No argument with that here. But, Eyre’s bosses in the federal government aren’t living up to numerous promises made years ago to ensure that the Canadian Armed Forces are Strong, Secure, Engaged as it titled its 2017 defence policy document.
To be clear, this isn’t a case for bolstering national defence. Nor is it a partisan attack. It’s meant to be a plain and simple accounting of pledges made and their delivery. There are problems. They didn’t just emerge.
Let’s start with peacekeeping, a role the country has long prided itself on as an international commitment that, theoretically, provided it with a cachet in global safety, security and diplomacy. Canada had just 59 personnel on UN missions according to its latest data.
Still, at a 2017 UN peacekeeping conference in Vancouver, Prime Minister Justin Trudeau promised Canada would “make a range of specialized capabilities available to the UN.” These included a 200-troop quick reaction force (QRF) and related equipment; an aviation task force of armed helicopters; and tactical airlift support to get troops and supplies to missions.
While it could be argued the country delivered on the latter two promises—it deployed one helicopter unit to Mali in 2018-19 and provided a single transport plane to UN missions in Africa—the QRF hadn’t materialized by its original March 2022 deadline. Cabinet subsequently extended that time frame to this coming March. Keep your eyes peeled.
Meanwhile, as noted in this space last issue, CAF members continue to face a significant housing shortage—early last fall, 4,500 service members and their families were on a forces’ housing agency waiting list. Five years ago, that federal body proposed the construction of 1,300 new units over a decade, along with alternative options such as leases and public-private partnerships to cover the remainder of the accommodation shortfall. Since then, 132 units have been built—10 per cent of the proposed goal.
Today, there are about 6,000 fewer regular CAF members than five years ago.
Then there’s the much-reported recruitment shortfall—now, realistically, a crisis. In 2017, the CAF committed to increase the size of the regular force by 3,500, to 71,500, and the reserves by 1,500, to 30,000. Today, there are about 6,000 fewer regular CAF members than five years ago, while the number of reservists has remained stagnant. Plus, the goal of having women represent 25 per cent of the forces by 2026 is woefully off pace. The latest data indicate it’s just 16 per cent.

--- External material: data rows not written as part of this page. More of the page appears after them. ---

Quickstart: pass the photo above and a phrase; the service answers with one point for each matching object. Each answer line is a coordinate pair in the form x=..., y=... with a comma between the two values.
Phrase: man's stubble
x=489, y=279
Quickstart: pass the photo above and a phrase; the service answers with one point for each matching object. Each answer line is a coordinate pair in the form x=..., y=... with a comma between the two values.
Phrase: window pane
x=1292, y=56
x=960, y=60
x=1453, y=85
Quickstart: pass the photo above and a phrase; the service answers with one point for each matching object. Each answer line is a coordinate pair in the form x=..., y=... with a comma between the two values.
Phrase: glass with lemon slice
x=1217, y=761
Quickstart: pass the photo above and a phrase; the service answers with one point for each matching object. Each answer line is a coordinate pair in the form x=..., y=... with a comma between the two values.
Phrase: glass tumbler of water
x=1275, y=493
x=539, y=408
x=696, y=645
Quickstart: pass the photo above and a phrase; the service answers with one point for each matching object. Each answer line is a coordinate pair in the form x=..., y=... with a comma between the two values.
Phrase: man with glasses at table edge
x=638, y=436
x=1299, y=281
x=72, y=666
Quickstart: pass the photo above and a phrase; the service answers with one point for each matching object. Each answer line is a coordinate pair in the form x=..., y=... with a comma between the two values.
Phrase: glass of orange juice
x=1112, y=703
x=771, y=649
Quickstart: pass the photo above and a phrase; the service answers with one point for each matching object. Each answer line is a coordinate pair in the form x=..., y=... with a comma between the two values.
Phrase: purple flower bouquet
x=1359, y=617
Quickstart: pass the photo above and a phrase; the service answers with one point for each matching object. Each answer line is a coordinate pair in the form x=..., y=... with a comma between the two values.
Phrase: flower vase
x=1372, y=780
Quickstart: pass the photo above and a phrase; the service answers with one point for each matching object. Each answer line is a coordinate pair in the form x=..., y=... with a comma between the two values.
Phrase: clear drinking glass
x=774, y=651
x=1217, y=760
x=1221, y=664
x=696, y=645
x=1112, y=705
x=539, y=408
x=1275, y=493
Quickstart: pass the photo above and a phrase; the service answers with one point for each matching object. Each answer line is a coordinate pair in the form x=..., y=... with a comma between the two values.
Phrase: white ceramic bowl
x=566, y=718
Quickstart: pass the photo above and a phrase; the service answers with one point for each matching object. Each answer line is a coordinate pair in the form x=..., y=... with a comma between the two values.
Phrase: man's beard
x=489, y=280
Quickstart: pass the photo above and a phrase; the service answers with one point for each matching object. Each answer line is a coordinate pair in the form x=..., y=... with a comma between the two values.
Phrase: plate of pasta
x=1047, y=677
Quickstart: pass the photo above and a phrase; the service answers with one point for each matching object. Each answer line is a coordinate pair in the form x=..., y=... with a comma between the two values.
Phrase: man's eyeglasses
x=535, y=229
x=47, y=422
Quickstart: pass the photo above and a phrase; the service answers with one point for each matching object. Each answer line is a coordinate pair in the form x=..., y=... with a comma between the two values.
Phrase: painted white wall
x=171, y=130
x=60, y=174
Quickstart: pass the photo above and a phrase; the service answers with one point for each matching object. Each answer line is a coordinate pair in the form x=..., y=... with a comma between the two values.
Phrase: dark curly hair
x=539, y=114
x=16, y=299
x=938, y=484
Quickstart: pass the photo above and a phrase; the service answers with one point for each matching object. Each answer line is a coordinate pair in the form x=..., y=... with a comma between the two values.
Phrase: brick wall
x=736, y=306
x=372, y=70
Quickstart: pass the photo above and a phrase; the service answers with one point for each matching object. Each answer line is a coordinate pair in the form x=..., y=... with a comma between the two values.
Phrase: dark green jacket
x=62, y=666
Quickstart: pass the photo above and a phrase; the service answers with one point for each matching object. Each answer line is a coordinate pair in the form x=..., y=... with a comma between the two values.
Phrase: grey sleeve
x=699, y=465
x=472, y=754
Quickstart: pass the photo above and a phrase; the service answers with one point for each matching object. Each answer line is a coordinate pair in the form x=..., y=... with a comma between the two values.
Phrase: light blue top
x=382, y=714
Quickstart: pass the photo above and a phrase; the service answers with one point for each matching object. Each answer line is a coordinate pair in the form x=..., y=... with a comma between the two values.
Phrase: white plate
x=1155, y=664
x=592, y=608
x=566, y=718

Of course, add to these the perennial procurement problems (fighter jets, pistols and new special forces vehicles, for instance), delivery delays on new naval vessels and the decade-long postponement of the opening of the Nanisivik Naval Facility (originally slated for 2013, now scheduled for this year) as just some examples, and a clear pattern emerges.
Change may by on the horizon, however. The federal government’s 2022 budget announced a new defence policy review to update Strong, Secure, Engaged, noting that “recent events require the government to reassess Canada’s role, priorities, and needs in the face of a changing world.”